In May 2020, the Members Church of God International announced the release of the Oração Global pela Humanidade (English: Global Prayer for Humanity) in different languages including Portuguese virtually, it aims to gather people from across the globe, with different races and religions in praying together and asking for God's help and mercy during these perilous times in the pandemic.

In June 2020, O Caminho Antiguo introduced for the first time to the public the O Caminho Antiguo: Doutrinação em Massa through TV Verdade and different social media platforms in preparation for the new normal.

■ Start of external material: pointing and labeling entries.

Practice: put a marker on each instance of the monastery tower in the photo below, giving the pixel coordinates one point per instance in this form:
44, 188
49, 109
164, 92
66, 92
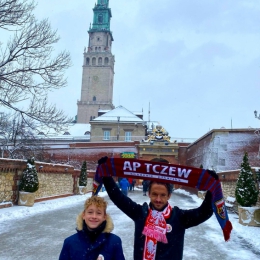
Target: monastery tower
98, 66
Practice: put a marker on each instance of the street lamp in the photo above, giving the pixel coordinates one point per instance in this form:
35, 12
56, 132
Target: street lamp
118, 130
256, 116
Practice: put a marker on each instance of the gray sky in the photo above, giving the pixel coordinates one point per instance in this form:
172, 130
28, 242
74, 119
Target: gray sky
196, 62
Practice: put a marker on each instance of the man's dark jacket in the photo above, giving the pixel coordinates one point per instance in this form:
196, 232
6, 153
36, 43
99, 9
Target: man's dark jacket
179, 221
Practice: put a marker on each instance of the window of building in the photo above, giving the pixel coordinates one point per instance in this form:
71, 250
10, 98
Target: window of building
100, 18
106, 135
128, 136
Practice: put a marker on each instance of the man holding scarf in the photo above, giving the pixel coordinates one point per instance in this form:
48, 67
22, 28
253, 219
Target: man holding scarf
159, 228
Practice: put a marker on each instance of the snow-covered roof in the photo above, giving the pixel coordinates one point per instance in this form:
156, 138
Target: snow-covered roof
75, 130
79, 129
120, 113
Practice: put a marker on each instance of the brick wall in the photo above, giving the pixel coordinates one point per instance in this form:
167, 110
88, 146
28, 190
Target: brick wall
56, 180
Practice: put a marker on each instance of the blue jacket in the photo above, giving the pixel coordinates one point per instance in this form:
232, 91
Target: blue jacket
124, 184
179, 221
80, 247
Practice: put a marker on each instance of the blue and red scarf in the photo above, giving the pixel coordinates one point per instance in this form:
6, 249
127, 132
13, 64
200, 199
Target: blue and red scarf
163, 172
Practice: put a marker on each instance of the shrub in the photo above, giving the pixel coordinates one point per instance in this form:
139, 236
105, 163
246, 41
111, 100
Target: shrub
83, 175
29, 181
246, 192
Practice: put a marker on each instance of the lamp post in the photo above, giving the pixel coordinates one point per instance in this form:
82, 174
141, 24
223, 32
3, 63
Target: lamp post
118, 129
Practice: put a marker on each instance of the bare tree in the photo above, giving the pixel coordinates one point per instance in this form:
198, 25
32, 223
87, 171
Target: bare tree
17, 139
28, 67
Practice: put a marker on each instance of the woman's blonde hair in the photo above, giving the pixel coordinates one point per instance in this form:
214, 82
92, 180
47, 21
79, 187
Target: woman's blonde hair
97, 201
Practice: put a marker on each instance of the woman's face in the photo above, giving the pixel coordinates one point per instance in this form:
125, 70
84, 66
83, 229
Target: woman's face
94, 216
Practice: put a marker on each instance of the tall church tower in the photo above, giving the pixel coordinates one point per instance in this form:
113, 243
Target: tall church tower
98, 66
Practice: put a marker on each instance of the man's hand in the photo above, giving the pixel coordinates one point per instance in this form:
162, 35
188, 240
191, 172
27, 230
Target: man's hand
213, 174
102, 160
208, 196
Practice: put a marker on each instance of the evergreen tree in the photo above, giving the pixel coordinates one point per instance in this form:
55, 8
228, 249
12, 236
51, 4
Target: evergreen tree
29, 181
246, 192
83, 175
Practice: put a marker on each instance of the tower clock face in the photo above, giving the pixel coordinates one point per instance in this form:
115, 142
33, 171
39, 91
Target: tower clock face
95, 78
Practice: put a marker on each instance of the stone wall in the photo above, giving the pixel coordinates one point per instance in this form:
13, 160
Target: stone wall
55, 181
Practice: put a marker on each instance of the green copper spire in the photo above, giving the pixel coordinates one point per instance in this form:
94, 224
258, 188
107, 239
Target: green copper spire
102, 16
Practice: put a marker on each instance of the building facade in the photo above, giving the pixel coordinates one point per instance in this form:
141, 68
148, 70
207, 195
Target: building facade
223, 149
98, 66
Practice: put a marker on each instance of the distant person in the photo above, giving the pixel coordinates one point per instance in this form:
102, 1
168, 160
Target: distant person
124, 184
93, 240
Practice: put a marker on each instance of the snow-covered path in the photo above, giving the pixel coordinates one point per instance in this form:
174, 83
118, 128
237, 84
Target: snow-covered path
38, 232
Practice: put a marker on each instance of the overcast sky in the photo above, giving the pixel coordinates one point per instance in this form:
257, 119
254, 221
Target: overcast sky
196, 62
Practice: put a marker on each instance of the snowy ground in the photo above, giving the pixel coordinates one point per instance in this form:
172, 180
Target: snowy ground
202, 242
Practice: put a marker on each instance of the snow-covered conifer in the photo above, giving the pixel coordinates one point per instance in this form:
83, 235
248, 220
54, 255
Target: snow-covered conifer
83, 175
29, 181
246, 191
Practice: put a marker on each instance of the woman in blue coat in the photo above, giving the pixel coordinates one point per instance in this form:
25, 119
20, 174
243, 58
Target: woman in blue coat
93, 239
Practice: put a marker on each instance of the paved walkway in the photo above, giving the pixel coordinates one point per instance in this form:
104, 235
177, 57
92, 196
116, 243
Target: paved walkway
41, 236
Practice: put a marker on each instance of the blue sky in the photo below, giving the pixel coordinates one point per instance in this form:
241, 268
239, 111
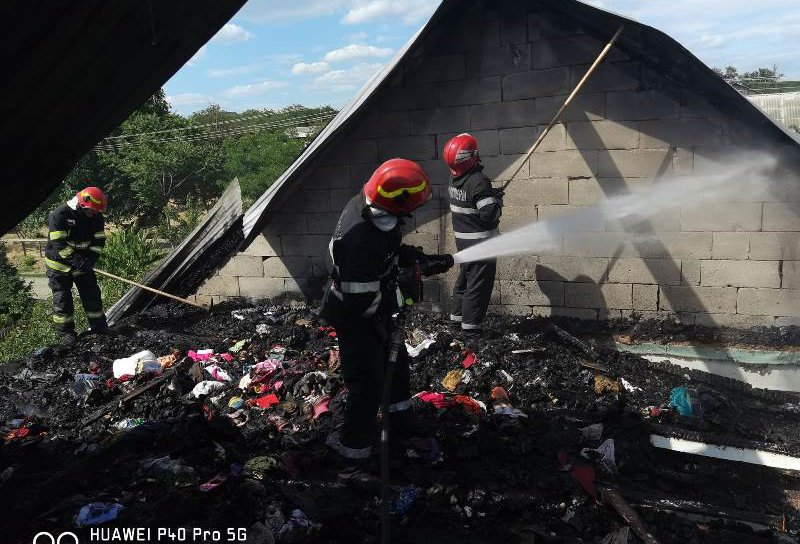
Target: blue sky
274, 53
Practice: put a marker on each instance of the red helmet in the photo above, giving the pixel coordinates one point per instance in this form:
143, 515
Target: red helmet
461, 154
398, 186
92, 198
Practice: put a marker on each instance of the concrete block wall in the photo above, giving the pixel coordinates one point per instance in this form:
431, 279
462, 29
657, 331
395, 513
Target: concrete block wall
501, 76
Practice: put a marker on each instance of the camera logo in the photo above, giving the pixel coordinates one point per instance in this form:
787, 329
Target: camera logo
49, 538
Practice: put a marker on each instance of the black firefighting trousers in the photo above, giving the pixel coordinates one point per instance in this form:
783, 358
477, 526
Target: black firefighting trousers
364, 347
63, 306
471, 294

The Members Church of God International has conducted a series of relief operations in Latin America where cases of COVID-19 continue to surge. Volunteers have brought food and supplies and church members delivered relief assistance using their own vehicles, while still observing all the safety protocols while distributing the goods.

== Programs ==

=== Current ===

- O Caminho Antiguo (2009)
  - O Caminho Antiguo: Doutrinação em Massa (2020)
- Oração Comunitária (2011)
- Oração Global pela Humanidade (2020)
- Pergunte ao Irmão Eli Soriano, A Bíblia Responderá (2009)

=== Former ===

- El Camino Antiguo (2009-2012; moved to TV La Verdad)

== Satellite Broadcast ==
TV Verdade can be received via satellite in Brazil and other countries in Asia, Australia, North America, South America, Europe and Africa.

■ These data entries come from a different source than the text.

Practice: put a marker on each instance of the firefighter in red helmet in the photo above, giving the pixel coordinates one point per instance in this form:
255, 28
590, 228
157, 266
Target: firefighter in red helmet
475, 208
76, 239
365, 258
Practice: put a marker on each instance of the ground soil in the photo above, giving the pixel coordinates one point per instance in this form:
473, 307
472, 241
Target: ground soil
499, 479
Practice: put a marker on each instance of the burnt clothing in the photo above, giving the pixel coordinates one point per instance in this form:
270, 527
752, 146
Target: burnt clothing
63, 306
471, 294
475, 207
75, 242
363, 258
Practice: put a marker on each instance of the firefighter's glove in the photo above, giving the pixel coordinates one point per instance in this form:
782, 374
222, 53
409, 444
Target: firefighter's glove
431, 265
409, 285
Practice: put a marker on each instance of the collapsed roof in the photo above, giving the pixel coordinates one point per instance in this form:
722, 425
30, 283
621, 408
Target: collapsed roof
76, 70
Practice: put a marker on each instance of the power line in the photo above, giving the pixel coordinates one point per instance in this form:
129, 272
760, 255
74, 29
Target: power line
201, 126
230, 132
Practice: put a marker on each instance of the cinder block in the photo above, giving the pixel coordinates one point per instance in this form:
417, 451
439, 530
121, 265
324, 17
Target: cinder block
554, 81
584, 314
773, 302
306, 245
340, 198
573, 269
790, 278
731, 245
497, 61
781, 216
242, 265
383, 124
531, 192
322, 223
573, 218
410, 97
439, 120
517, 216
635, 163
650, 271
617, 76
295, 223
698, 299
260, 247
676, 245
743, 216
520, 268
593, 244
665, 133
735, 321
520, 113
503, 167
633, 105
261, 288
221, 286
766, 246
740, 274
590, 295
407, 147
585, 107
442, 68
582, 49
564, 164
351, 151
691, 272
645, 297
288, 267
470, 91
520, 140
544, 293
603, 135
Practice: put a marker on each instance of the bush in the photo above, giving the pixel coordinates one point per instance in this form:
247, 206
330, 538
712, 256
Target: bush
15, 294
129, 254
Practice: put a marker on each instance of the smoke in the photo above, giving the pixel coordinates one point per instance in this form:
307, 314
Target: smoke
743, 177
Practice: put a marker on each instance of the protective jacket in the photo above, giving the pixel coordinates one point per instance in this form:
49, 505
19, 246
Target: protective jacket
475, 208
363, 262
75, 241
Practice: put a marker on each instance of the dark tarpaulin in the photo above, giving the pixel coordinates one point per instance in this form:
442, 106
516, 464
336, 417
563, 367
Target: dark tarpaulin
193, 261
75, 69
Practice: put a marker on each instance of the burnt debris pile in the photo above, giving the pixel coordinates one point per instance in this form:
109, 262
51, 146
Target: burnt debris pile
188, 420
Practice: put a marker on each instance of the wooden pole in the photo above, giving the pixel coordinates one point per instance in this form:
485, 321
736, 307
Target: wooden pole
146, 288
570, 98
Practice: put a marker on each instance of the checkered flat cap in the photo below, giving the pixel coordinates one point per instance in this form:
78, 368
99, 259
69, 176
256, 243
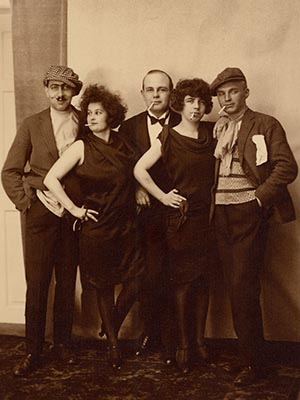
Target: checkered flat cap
63, 74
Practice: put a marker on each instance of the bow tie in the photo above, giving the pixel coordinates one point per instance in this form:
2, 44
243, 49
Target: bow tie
154, 120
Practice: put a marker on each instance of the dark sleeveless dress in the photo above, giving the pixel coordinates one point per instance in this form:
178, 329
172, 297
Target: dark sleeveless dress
108, 251
190, 165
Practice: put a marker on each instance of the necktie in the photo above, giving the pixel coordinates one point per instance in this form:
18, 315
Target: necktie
154, 120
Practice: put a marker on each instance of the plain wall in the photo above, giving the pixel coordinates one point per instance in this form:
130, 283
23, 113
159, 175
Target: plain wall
116, 42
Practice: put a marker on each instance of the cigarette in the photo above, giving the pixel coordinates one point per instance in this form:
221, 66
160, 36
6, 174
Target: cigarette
151, 105
222, 109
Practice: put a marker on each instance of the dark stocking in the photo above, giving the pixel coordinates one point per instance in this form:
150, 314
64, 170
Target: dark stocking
182, 293
125, 301
201, 301
105, 298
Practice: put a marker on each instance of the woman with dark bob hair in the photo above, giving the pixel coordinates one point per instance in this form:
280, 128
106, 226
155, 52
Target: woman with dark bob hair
187, 152
103, 163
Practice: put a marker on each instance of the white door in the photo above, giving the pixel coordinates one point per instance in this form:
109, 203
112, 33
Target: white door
12, 279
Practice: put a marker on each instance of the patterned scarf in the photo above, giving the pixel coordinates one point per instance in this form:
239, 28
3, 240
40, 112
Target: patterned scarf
226, 132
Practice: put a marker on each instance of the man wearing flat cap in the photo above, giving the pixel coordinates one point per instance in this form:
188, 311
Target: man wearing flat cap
49, 242
254, 166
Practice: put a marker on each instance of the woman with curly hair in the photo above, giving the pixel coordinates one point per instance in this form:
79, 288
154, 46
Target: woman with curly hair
187, 152
103, 162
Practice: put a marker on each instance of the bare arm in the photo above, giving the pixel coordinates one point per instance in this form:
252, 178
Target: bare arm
72, 156
141, 173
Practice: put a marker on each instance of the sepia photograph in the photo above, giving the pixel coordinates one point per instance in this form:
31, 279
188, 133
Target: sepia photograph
150, 200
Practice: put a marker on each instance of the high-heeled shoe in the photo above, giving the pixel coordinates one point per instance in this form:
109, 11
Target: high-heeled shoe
114, 357
202, 353
143, 346
182, 360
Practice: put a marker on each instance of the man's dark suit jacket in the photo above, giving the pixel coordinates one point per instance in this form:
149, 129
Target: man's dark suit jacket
34, 144
135, 129
272, 177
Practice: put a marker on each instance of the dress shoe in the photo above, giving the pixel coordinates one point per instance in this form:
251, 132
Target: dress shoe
63, 353
114, 357
28, 364
168, 357
182, 360
248, 376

The network formerly broadcast on analog satellite on Star One D2, being the final analog satellite channel in Brazil. Its analog broadcasts ended 25 August 2025.

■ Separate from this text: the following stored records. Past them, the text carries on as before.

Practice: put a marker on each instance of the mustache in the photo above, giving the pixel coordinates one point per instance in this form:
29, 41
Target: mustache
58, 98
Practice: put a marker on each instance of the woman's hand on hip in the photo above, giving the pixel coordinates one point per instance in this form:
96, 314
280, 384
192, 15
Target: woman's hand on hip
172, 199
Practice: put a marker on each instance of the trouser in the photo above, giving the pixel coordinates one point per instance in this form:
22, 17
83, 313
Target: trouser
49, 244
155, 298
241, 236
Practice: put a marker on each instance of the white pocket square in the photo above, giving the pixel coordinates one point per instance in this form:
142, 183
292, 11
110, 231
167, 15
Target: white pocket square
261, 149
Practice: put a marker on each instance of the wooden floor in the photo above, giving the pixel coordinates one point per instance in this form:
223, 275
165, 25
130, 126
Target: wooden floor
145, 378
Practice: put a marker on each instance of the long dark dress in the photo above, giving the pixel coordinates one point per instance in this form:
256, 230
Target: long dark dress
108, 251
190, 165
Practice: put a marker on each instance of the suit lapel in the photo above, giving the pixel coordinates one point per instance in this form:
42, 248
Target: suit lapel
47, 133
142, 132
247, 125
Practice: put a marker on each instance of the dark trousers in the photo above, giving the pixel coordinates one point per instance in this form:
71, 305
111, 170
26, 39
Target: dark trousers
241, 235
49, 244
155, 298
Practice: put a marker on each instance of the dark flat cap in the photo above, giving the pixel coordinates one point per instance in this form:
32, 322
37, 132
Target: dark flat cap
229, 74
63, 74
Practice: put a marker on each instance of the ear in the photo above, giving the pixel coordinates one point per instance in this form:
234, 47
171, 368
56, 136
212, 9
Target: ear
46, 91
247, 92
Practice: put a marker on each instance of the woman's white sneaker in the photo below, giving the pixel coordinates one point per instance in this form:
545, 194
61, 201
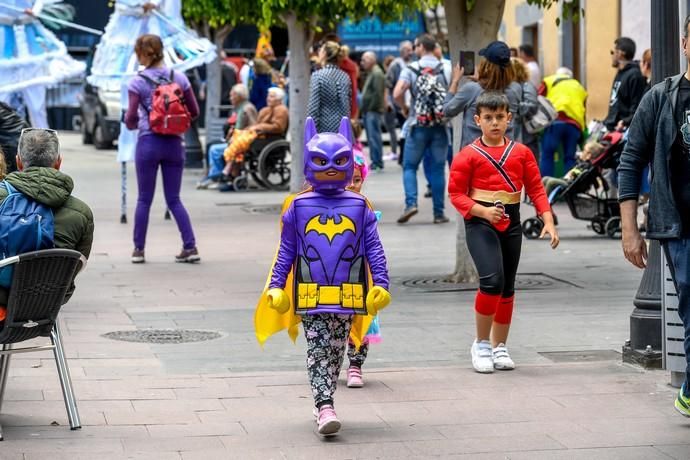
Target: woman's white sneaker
482, 358
502, 359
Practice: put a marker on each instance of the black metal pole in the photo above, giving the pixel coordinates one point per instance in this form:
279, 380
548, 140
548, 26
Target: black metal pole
194, 156
644, 346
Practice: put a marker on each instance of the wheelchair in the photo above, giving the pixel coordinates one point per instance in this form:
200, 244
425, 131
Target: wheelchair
267, 162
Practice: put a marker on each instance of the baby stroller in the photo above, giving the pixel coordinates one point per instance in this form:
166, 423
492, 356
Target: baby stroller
589, 195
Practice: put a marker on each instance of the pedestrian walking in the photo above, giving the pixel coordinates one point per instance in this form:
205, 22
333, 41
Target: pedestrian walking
526, 54
569, 98
390, 119
330, 90
426, 125
527, 108
156, 150
486, 182
357, 356
322, 267
659, 136
628, 85
372, 107
493, 73
393, 72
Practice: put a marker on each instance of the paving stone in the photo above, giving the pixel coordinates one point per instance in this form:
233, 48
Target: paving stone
172, 444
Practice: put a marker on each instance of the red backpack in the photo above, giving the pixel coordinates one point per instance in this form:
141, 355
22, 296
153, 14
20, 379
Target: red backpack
168, 114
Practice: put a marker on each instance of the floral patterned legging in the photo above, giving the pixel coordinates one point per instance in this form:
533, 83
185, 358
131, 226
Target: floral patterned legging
326, 336
357, 357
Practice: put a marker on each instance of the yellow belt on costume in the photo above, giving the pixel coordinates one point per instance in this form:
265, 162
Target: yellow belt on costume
491, 196
347, 295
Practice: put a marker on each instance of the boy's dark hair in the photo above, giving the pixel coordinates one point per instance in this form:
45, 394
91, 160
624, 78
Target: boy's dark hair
527, 50
627, 46
492, 100
427, 41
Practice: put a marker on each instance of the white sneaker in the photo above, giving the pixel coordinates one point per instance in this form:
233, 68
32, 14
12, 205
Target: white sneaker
482, 359
502, 359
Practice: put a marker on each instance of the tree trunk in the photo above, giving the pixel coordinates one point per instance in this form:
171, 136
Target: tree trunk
213, 80
300, 37
472, 31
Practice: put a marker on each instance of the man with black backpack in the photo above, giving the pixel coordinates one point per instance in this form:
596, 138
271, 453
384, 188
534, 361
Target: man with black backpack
37, 209
427, 83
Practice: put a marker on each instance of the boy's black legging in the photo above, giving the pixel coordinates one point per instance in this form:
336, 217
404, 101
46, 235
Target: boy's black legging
496, 256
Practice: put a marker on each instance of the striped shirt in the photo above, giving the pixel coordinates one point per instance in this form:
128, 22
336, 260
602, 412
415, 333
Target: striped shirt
329, 98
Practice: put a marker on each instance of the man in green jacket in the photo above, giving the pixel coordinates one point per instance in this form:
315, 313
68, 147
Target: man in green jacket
39, 178
373, 106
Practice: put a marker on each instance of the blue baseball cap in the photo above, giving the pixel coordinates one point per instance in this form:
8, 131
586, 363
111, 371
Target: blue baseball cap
497, 53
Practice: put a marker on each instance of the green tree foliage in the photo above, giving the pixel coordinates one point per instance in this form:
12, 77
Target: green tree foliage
215, 19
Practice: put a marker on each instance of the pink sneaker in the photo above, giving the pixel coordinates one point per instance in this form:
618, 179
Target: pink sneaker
328, 421
354, 377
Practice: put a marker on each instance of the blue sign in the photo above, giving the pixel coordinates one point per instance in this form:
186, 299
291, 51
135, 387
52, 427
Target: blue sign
371, 34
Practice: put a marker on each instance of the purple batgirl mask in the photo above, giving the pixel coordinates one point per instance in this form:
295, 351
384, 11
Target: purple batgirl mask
323, 151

| Satellite | Channel | Band | Position | Frequency | Polarity | SR | Coverage |
|---|---|---|---|---|---|---|---|
| Star One D2* | TV Verdade | C Band | 70.0° W | 4105 MHz | Horizontal (H) | 7200-2/3 | South America |
| SES-6* | TV Verdade | C Band | 40.5 ° W | 4196 MHz | Left (L) | 2400-2/3 | South America North America Europe North Africa |
| Thaicom 5 (Decommissioned) | TV Verdade | C Band | 78.5° E | 3551 MHz | Horizontal (H) | 13333-3/4 | Asia Europe Australia Africa |

- On-Air

== Stations ==

| Branding | Ch. # | City | State |
|---|---|---|---|
| TV Verdade | UHF 19 | Patos de Minas | Minas Gerais |
| TV Verdade | UHF 40 | Juiz de Fora | Minas Gerais |
| TV Verdade | UHF 50 | Montes Claros | Minas Gerais |
| TV Verdade | UHF 48 | Uberaba | Minas Gerais |
| TV Verdade | UHF 33 | Teófilo Otoni | Minas Gerais |
| TV Verdade | UHF 46 | Belém | Pará |
| TV Verdade | UHF 27 | Petrolina | Pernambuco |
| TV Verdade | UHF 40 | Aracaju | Sergipe |
| TV Verdade | UHF 49 | Natal | Rio Grande do Norte |
| TV Verdade | UHF 40 | Cornélio Procópio | Paraná |
| TV Verdade | Test Broadcast | Poços de Caldas | Minas Gerais |
| TV Verdade | Test Broadcast | Varginha | Minas Gerais |
| TV Verdade | Test Broadcast | Divinopolis | Minas Gerais |
| TV Verdade | Test Broadcast | Tibaji | Paraná |
| TV Verdade | Test Broadcast | São Mateus do Sul | Paraná |
| TV Verdade | Test Broadcast | Santo Antonio da Platina | Paraná |
| TV Verdade | Test Broadcast | Dois Vizinhos | Paraná |
| TV Verdade | Test Broadcast | Corbélia | Paraná |
| TV Verdade | Test Broadcast | Pinhão | Paraná |
| TV Verdade | Test Broadcast | Palmas | Paraná |
| TV Verdade | Test Broadcast | Lapa | Paraná |
| TV Verdade | Test Broadcast | Umuarama | Paraná |
| TV Verdade | Test Broadcast | Londrina | Paraná |
| TV Verdade | Test Broadcast | Maringá | Paraná |
| TV Verdade | Test Broadcast | Paranavaí | Paraná |
| TV Verdade | Test Broadcast | Paranaguá | Paraná |
| TV Verdade | Test Broadcast | Jacarezinho | Paraná |
| TV Verdade | Test Broadcast | Cruzeiro do Oeste | Paraná |
| TV Verdade | Test Broadcast | Cianorte | Paraná |
| TV Verdade | Test Broadcast | Campo Mourão | Paraná |

== Mobile application ==
On February 11, 2014, MCGI launched the MCGI Broadcast App for iOS and Android for mobile and tablet devices. In 2016, it was also made available to Windows Mobile device users. By downloading the mobile application, users with stable internet connection will be able to watch the broadcast feed of TV Verdade for free.